The subject of the award-winning documentary Southern Comfort (for which the formerly Atlanta-based transgender conference was named), doctors initially refused to treat Eads’ ovarian cancer. When they did accept him, the cancer had spread to the point treatment was futile. His story helped change awareness and medical practices.

Kye Allums

The basketball player came out and became the NCAA’s first openly transgender Division I athlete. Now he is a lecturer and author focusing on the trans experience in LGBTQ activism.


Dante “Tex” Gill

The notorious gangster and massage parlor owner dabbled in pimping and money laundering but was eventually imprisoned for tax evasion. He is the subject of the upcoming film “Rub & Tug,” a role which Scarlett Johansen recently backed out of under public pressure.


Aydian Dowling

This internet hottie changed the game when Men’s Health elected to include him in its cover model contest. He didn’t win, but he was ultimately awarded a special-edition cover.


Rev. Louis Mitchell

The first trans board member of the National Gay & Lesbian Task Force, he’s a preacher who serves as the engagement coordinator for the Transfaith/ Interfaith Working Group. 


Albert Cashier

A Union soldier in the Civil War, he fought in more than 40 battles and once singlehandedly overpowered a guard to escape back to the front after being captured.


Kylar Broadus

An attorney with a focus on LGBTQ equality, he is founder of the Transgender People of Color Coalition and co-founder of the Transgender Law & Policy Institute. He has testified before Congress in favor of the Employment Non-Discrimination Act. 

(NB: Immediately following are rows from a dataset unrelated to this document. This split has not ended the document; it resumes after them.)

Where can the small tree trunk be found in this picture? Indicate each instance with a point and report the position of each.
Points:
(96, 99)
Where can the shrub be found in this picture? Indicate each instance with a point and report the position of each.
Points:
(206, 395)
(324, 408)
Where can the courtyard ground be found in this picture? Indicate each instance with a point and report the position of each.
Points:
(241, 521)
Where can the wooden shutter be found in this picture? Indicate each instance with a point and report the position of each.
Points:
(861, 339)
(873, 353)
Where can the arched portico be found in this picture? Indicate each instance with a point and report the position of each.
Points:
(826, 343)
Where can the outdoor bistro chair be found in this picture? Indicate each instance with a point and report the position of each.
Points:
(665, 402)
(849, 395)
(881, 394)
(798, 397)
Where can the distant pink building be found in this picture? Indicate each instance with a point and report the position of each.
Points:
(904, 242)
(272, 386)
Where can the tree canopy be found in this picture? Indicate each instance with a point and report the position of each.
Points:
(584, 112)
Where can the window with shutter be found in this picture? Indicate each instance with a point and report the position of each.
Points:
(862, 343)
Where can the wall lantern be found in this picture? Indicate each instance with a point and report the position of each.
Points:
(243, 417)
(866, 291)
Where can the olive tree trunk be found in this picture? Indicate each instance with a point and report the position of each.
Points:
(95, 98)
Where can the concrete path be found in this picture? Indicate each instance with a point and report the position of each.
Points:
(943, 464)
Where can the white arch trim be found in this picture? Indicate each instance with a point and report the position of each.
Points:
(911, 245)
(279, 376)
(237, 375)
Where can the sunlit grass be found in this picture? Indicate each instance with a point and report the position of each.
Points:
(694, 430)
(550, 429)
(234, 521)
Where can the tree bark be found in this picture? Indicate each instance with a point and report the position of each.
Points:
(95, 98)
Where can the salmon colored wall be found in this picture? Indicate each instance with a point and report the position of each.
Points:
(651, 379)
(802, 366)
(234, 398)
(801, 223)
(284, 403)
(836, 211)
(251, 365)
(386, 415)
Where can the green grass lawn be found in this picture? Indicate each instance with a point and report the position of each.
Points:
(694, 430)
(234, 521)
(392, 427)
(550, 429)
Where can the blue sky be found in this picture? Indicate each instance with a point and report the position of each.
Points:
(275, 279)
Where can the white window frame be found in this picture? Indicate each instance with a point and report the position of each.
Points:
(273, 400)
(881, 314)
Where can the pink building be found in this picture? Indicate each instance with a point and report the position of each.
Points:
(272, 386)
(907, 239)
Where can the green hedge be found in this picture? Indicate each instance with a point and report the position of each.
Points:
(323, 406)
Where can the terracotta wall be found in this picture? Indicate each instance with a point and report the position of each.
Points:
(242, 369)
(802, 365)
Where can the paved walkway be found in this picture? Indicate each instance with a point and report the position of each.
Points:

Willmer "Little Ax" Broadnax

Known for his tiny stature and huge voice, this gospel singer traveled with several groups, most famously the Five Blind Boys of Mississippi. It was only during his autopsy that it was discovered he was assigned female at birth.


Alan L. Hart

Hart was an accomplished radiologist and medical researcher, and was one of the first Americans to undergo a hysterectomy for the purpose of gender reassignment therapy. In the early 20thcentury, he pioneered the use of X-rays as a tuberculosis screening and helped save thousands of lives. 


Harry Allen

A mythical figure built up as a character in newspapers of the American West, Allen's trans truth was reported hungrily alongside every account of his drinking, fighting, womanizing antics.